そのいち
「喜べ、お前の結婚が決まった」
「……は?」
仕事が忙しいから、という理由で家に滅多に寄りつかない父が私の部屋に訪れたかと思うとこれだ。
「相手は、公爵だぞ」
「……はぁ」
我が家は残念なことに貧乏な男爵家だ。その男爵家の一人娘を貰おうなんていう奇特な公爵様がいるものなの? 私は世間知らずだけれど、この結婚がなんだかきな臭いことはわかる。
「それで、お父様。そのお相手というのは?」
「オーウェン公爵だ」
な、なんですって!?
オーウェン公爵は、とても顔がお美しいことで有名だ。それだけなら、面食いな私は素敵な旦那様に美味しいご飯をゲットだわ! なーんて、お気楽に喜べたかもしれないけれど。
オーウェン公爵には、公然の秘密がある。それは、妖狐の血を引いているということだった。妖狐が今は亡きダリア王女を襲い、そのときにできたお子。
ダリア王女に似てお顔はとても、整っているのだけれども、髪は銀色で瞳は金。妖狐の特徴をしっかりばっちり受け継いでおられる。
それに、噂によると妖術が使えるのだとか。
とても仕事も優秀な方だけれども、皆から恐れられているのよね。
そんな方と結婚……? 妖術とか、怖すぎる! だって炎で私の体を焼いて殺すんでしょう。青白い炎で燃やされる私がありありと、想像でき──あれ、なんで、私ったら、こんなにも鮮明に想像できるのかしら。

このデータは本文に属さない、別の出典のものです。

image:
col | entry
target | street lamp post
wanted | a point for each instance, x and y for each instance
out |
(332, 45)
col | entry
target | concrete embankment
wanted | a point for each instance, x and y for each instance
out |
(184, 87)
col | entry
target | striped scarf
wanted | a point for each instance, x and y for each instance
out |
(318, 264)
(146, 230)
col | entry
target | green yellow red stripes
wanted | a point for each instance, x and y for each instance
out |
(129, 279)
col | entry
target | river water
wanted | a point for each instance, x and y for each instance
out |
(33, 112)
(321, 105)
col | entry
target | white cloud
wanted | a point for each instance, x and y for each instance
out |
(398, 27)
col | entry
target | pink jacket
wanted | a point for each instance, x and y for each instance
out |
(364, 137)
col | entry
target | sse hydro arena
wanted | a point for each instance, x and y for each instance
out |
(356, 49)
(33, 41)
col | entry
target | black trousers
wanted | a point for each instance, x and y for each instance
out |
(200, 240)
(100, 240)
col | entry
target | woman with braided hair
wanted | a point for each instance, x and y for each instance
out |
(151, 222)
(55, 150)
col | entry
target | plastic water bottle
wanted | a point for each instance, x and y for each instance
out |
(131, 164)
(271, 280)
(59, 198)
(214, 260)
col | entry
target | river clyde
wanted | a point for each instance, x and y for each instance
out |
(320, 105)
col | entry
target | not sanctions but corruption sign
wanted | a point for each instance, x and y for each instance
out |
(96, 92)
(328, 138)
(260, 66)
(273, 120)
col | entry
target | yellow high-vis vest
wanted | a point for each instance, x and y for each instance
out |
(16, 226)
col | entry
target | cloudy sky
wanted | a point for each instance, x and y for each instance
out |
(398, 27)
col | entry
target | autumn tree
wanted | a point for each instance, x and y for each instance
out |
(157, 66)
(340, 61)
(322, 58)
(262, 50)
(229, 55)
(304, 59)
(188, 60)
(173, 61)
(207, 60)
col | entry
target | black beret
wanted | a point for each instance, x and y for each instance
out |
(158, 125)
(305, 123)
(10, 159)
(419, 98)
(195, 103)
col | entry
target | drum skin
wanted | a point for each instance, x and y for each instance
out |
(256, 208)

そんな場面、一度も見たことがないはずなのに。だって、それは、スチルで見たから。
スチル? スチルってなに。
自分の頭に浮かんだ言葉なのに、わけがわからない。混乱する。
「う、あ……」
「どうした? リリアン」
父が心配そうに、私の名前を呼ぶ。リリアン。そう、私の名前は──、
「おもいっきり、序盤で殺されるモブじゃないの!」
そう叫んで、私は意識を失った。